Arguably, at least, the State of Minnesota, through the MAC, and FAA agreed on an annual capacity of <640,000 operations through 2020, and a peak-hour capacity of 125% of 1996 use daily and at peak hours. After expansion, the new runway theoretically allowed an additional 40 operations, but these had to be all arrivals (NW flow) or all departures (SE flow). Hourly use of MSP is somewhat limited by gates and other facilities and controlled by the management of routes and schedules.

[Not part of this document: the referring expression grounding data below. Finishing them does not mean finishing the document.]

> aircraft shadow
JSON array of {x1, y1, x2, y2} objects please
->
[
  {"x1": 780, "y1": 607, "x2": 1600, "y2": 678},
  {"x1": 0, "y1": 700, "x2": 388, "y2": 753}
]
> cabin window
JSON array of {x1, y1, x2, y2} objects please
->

Since 2010, FAA has added routes and procedures for the connecting hub arrivals/hour goal that increase noise and pollution per flight. FAA is developing automated flight using PBN/RNAV and NextGen air traffic control at a great cost, but in the interim, managing safety risks in real-time in a variety of ways. The costs of this unneeded hourly capacity include the health risks and sound insulation as well as safety risks. 

 



[1] The noise exposure map comparing 2009 operations to 2010 operations misreported daily average differences because January through September operations were the same both years. For neighborhoods under the new departure routes, daily noise intensity was diluted 75% and under all other routes, reduced by fewer overflights.

[2] Comparing ground noise impacts in “DNL decibels” to decibels and time overhead is invalid. The “actual DNL values as mapped around MSP are not as accurate as a city block.